Here is an idea for a dieselpunk world that has made the leap to an automobile culture; the "Drive Thru Automat".  Considering the popularity of the Nickel Plate approach, namely a daily special that can be assembled quickly and have significant shelf-life, served at small drive thru kiosks similar to highway toll booths.  Insert coins for the single entre and perhaps a variety of side dishes, drinks, deserts, etc. and your on your way.

You could also have different meals at different lanes.  I can just see the dieselpunk hard boiled detective complaining, "Why is the meatloaf lane always backed up this time of night".

I like it.

Stephen Vossler said:

So what I am hearing is that automats were probably the first attempt at fast food dining.  Considering that the small diner or café that was so prevalent in this era still required, getting a place to sit, getting the waitress to take the order, having your meal assembled and served, eaten and bused before the next customer could take the place.  The speed of the automat was basically regulated by the haste of the customer.

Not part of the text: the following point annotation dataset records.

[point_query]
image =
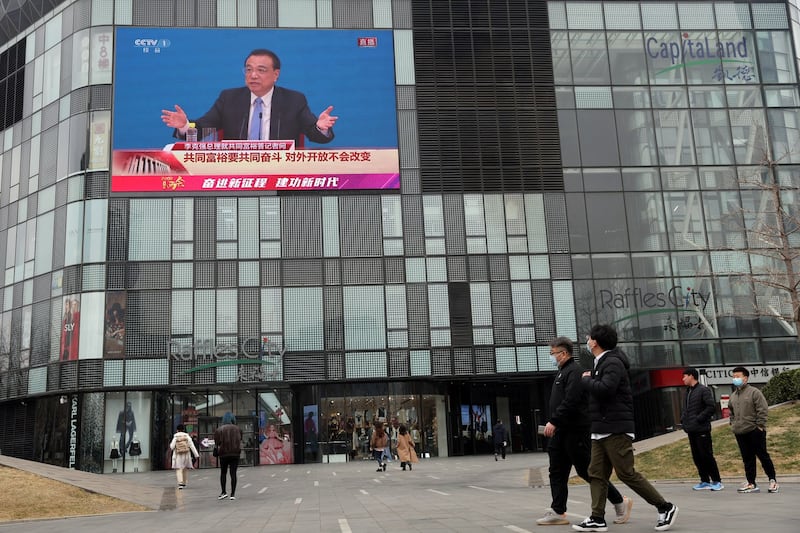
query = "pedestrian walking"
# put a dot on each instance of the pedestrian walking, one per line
(749, 411)
(228, 441)
(183, 454)
(378, 443)
(613, 426)
(500, 436)
(569, 443)
(696, 419)
(405, 448)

Here is an idea for a dieselpunk world that has made the leap to an automobile culture; the "Drive Thru Automat".  Considering the popularity of the Nickel Plate approach, namely a daily special that can be assembled quickly and have significant shelf-life, served at small drive thru kiosks similar to highway toll booths.  Insert coins for the single entre and perhaps a variety of side dishes, drinks, deserts, etc. and your on your way.

You could also have different meals at different lanes.  I can just see the dieselpunk hard boiled detective complaining, "Why is the meatloaf lane always backed up this time of night".

Although the automat concept has died in 80s or so, I think there has been a resurgence in New York with at least one modern day automat in existence.

The really crazy thing is, as much as we think of 'everything that can be automated has been automated' by some people, we're still doing a lot of stuff that could be automated. Hell, most fast food joints could outright reduce their employees down even further if they just had automated kitchens and vending machines and only needed people to load the machines with the ingredients for cooking. I think ultimately we WANT human interaction of some kind. We're living in an increasing disconnected world. People have been complaining about it for almost a century, and while I never eat at fast food places, I think it would be sad to see them become 100% automated.

An automat bar?  When you can no longer put coins in the machines it is time to go. 

Was that in the US? Germany I'd believe in a heartbeat (some places in Germany... they sell beer in McDonalds), but in the US? Whiskey? Hell yeah! :D

When I was in Japan there were Beer vending machines on the streets.  I guess minors can buy beer in Tokyo.  I still think Asahi Super Dry is a great beer.